I feel that the London art scene changes so much every few months that in the end, everything stays the same. On a micro level, I have seen gallery hubs disappear and reaper. Bethnal Green is a great example of that, 4 years ago it was a gallery hub then 3 years ago the prices became inflated and the majority moved out and then last year galleries started moving back to Bethnal Green.
The more inspiring developments were the growth of grassroots projects and galleries all over London. In the last 5 years, there has been a number of galleries that started on a zero budget and which have gone on to become regular booth holders at Frieze. There have also been an encouraging number of free art schools appearing such as Open School East and School of the Damned.
As founder of Art Map London, your work in London is at the very heart of the art world I would say. What is in your eyes, the most important development in the art world today, where we should take notice off?
The disappearance of public funding across all levels of the art world and in most countries is the more important and troubling development. This means that not only commercial galleries but not for profits and artists will be fighting for the same private wallets. It also means that knowing how to sell your art or monetising your practice in other ways is becoming a crucial skill.
To help artists to get a better understanding of how the art world functions you wrote your e-book “How to approach a gallery?” How did professionals in the art scene, responded to you about your book?
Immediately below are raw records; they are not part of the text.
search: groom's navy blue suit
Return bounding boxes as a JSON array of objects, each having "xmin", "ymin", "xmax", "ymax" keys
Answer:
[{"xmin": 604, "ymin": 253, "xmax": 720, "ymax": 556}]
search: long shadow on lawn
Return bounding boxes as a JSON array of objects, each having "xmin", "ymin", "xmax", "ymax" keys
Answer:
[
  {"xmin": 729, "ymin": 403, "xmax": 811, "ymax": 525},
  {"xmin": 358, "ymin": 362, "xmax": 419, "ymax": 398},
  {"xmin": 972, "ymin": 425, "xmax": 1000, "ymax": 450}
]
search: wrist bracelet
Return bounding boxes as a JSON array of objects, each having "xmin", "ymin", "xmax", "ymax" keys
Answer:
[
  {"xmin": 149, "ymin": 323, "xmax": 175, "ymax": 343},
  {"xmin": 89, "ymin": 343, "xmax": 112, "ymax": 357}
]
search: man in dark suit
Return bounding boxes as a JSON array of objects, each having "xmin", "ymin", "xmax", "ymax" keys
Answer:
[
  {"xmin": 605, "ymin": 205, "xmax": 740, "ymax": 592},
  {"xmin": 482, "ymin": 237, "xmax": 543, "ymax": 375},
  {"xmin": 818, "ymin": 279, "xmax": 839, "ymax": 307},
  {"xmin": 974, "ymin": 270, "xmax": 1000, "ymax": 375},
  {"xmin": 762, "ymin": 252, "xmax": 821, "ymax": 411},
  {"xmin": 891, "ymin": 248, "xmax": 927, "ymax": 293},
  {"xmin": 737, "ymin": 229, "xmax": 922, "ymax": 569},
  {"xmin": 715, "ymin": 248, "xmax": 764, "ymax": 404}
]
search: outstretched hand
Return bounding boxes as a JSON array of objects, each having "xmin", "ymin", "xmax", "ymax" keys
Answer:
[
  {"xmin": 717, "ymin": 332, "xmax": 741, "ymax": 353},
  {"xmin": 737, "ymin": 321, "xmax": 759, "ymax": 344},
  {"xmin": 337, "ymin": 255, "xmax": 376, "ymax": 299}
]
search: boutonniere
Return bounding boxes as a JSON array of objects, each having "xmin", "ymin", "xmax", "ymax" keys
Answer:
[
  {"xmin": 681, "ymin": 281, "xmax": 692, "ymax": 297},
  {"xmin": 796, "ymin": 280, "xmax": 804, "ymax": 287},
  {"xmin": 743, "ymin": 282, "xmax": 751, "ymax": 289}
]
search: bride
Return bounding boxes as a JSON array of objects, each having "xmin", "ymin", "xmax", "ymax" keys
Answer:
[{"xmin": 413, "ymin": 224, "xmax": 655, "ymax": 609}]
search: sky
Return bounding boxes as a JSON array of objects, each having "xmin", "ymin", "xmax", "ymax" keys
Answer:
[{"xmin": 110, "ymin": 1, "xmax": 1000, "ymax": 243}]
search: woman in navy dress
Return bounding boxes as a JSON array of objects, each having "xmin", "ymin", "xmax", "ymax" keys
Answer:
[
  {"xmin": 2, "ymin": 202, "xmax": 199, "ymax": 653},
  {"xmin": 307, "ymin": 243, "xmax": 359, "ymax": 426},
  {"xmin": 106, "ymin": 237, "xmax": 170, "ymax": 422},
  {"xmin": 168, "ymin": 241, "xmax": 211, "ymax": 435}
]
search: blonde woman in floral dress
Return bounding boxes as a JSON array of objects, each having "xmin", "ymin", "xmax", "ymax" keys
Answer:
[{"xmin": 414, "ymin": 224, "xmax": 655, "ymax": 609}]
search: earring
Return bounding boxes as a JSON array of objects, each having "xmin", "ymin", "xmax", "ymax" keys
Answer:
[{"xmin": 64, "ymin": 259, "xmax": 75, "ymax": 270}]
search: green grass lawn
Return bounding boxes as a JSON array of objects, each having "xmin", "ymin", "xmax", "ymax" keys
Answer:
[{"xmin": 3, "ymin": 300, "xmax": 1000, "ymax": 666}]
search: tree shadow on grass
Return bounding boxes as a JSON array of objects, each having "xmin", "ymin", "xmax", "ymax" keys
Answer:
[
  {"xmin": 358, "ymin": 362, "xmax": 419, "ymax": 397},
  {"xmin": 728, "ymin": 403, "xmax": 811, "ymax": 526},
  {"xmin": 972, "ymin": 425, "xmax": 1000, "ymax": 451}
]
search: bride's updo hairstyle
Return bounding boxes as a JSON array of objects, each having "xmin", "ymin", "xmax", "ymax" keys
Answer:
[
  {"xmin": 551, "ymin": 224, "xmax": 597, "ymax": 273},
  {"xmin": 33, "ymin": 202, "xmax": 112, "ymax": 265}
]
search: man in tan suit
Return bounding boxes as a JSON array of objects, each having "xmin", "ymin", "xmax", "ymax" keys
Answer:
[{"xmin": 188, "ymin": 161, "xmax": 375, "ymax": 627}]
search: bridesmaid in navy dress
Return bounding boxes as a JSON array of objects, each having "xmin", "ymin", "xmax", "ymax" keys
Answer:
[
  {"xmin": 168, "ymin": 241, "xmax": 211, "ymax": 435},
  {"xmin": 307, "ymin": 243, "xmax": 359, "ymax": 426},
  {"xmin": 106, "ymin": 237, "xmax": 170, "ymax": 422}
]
So far the response has been overwhelmingly positive. The artists have embraced it and the reviews were incredible. It was also a bit strange getting recognised by people I did not know.
Studio managers, not for profits, and most people who are involved in artist support started forwarding their artists to it when artists were seeking practical guidance.
Commercial galleries were a bit more suspicious of it at first but they as well embraced it after actually reading it and realising that the advice is sound.
Thinking about the importance of the role of a gallery in an artist’s career? How would you like to see things develop?
I find that a lot of artists I meet want gallery representation, yet once they have it they become dissolution with it very quickly.
At the end of the day, the majority of galleries are small businesses run by people and not magical career making entities. Even when you are represented by a gallery work does not stop, the artist still has to promote themselves and sell their work.
Galleries that just focus on consigning and selling art are great when someone is starting out, but one cannot build a career just working with these types of galleries. Good commercial galleries that want to represent their artists and have a partnership with them are a different story but there, of course, the relationship is almost a marriage.
One development that I really liked was how not for profit are moving towards becoming educational spaces and places for sharing knowledge and not just showing work. This is a development that I think is incredibly important.
Planning a visit to London as an emerging artist to find new possibilities to show your work, in your view the most important is to meet up with peers. To contact with peers in London, what is the not to miss event in the coming year?
Art Licks weekend is a must visit in this case.
Art Licks offers an incredible experience of showcasing artists’ and emerging curators’ work. The projects participating are usually of fantastic quality and everyone is open to a conversation. Also, the choice of venues to exhibit artwork is often incredibly inspiring and makes you think differently about exhibition space, it can be anything from a parking lot to a flat, to a hairdressers’ shop.
It’s also a great way of finding out what type of art is being shown in London and where.